Der alte Sheriff ist der große Verlierer. Die Over-the-Länd-Bahn kommt nicht, die Gleise enden in Gentleman-Hill. Die Bahngesellschaft ist pleite. Und im großen Duell, richtig, das Duell um fünf vor High Noon, unterliegt er auch noch. Und wer hat eigentlich die Rinder der Ranch-Lady gestohlen? Nein, es war nicht der Schurke, der völlig zu unrecht fast am Galgen baumelte. Die Tochter und das Greenhorn, sie haben die Viecher freigelassen.
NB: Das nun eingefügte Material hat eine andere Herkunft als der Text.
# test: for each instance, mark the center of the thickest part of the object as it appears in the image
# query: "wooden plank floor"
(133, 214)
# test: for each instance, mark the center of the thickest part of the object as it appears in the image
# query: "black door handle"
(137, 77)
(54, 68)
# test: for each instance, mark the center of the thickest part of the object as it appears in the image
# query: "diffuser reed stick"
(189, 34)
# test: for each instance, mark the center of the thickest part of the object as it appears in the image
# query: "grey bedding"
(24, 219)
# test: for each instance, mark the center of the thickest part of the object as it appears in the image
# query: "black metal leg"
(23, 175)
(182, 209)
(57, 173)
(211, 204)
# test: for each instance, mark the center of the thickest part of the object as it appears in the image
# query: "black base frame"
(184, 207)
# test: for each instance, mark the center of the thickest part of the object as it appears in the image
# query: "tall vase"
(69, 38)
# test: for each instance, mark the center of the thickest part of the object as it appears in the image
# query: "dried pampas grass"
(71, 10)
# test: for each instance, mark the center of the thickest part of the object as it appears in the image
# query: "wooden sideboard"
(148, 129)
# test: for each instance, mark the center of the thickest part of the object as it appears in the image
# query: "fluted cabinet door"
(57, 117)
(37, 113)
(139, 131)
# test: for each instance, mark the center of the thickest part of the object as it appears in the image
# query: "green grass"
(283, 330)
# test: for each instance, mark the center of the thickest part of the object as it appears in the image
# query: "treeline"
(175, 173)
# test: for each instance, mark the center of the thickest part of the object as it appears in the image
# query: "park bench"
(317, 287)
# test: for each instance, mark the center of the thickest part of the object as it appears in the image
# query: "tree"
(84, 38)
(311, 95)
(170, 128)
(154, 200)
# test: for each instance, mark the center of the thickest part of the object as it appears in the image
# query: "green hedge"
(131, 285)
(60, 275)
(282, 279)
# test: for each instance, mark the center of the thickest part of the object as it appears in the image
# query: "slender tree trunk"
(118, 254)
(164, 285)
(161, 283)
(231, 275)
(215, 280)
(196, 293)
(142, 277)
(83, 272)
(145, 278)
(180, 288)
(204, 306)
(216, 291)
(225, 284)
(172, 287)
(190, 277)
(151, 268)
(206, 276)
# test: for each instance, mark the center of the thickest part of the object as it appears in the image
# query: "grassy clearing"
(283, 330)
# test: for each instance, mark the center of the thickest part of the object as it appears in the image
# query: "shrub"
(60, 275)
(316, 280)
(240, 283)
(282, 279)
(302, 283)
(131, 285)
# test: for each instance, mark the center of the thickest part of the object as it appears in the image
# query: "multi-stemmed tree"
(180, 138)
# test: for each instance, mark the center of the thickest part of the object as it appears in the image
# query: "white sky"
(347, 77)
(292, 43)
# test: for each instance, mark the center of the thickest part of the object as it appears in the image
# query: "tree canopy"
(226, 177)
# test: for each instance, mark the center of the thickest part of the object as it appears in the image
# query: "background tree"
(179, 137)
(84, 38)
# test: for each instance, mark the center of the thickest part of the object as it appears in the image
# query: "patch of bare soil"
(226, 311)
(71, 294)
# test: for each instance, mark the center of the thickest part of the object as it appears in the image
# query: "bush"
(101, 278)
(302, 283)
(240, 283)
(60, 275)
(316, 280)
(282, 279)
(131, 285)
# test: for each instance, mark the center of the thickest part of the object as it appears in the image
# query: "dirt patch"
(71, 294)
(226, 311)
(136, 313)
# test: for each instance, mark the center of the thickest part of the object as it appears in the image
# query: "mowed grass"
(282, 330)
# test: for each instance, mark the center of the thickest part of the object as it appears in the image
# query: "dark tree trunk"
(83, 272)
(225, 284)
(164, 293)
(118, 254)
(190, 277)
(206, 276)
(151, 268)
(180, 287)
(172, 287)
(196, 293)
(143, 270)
Die beiden übernehmen die Ranch, wollen aber keine Viehzucht, sondern Biolandbau betreiben – zum Song „Unsere Farm in the Middle of the Länd“. Sonst noch was ungeklärt? Das Gold! Der Schlagzeug-Schurke und seine Brüder machen sich damit aus dem Staub – um den Overload perfekt zu machen mit echten Motorrädern. Puh.
Unterm Strich
Um was geht es hier eigentlich? So viele Ideen, Figuren, Effekte, Anspielungen und Bezüge – das geht auf Kosten einer schlüssigen Handlung. Mit einem sehr musikalischen Ensemble wird es dennoch ein unterhaltsamer Abend.